By Diogenes ( articles ) | Oct 16, 2008
Last week Archbishop John Onaiyekan of Abuja, Nigeria, told John Allen of the National Catholic Reporter that he would "obviously" vote for Barack Obama if he were an American citizen.
Obviously? Forgive me for being dense, but why is it obvious that an African prelate would support one American presidential candidate rather than the other? Is it because Obama is African-American? That would explain a certain feeling of kinship. But you'd like to think that a Catholic bishop would feel a stronger bond with his brother bishops in the US, who have been decidedly uncomfortable with the prospect of an Obama presidency. Obviously.
Yes, there's that pesky abortion issue. Obviously. Archbishop Onaiyekan explains why Obama's impeccable support for the slaughter of unborn children does not alter his opinion:
You can be anti-abortion and still be killing people by the millions through war, through poverty, and so on.

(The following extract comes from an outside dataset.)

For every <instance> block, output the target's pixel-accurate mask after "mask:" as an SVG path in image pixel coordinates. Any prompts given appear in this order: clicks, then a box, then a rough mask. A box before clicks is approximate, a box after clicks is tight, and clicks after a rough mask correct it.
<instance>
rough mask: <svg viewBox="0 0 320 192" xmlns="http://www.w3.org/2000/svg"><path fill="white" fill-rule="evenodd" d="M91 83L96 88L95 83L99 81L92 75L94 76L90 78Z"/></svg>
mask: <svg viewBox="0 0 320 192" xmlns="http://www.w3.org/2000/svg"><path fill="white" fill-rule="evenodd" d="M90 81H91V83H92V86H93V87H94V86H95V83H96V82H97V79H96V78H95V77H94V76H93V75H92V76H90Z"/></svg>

How original. With political sophistication that would draw approving smiles from the teacher in a 1st-grade civics class, the Nigerian archbishop is suggesting that John McCain favors war and poverty, and these are greater evils than abortion, since they result in a greater number of deaths.
Or do they? The war in Iraq is producing casualties by the thousands; abortion in American costs lives by the hundreds of thousands. It's true that millions of people die each year from the effects of poverty, hunger, and disease, but it's not at all clear how any given public-policy choice would alter those casualty figures.
And we haven't yet come to the question of intention. Nobody actually favors poverty. One might argue that a particular economic policy will have adverse consequences on needy families, but there is invariably a counter-argument. American abortion policies, on the other hand, are tailored quite deliberately to allow doctors to dismember the bodies of unborn children in utero; that is the acknowledged intent of the policies.
As for deaths in warfare, we can argue back and forth about the justice of American intervention in Iraq and Afghanistan; those are debatable issues. War is a nasty business. But consider this: Suppose a presidential candidate said that he supported a military campaign, and if enemy soldiers survived assaults and were taken as prisoners, those survivors should be deliberately and systematically exterminated. Could you vote for that candidate in good conscience? Of course not. Obviously.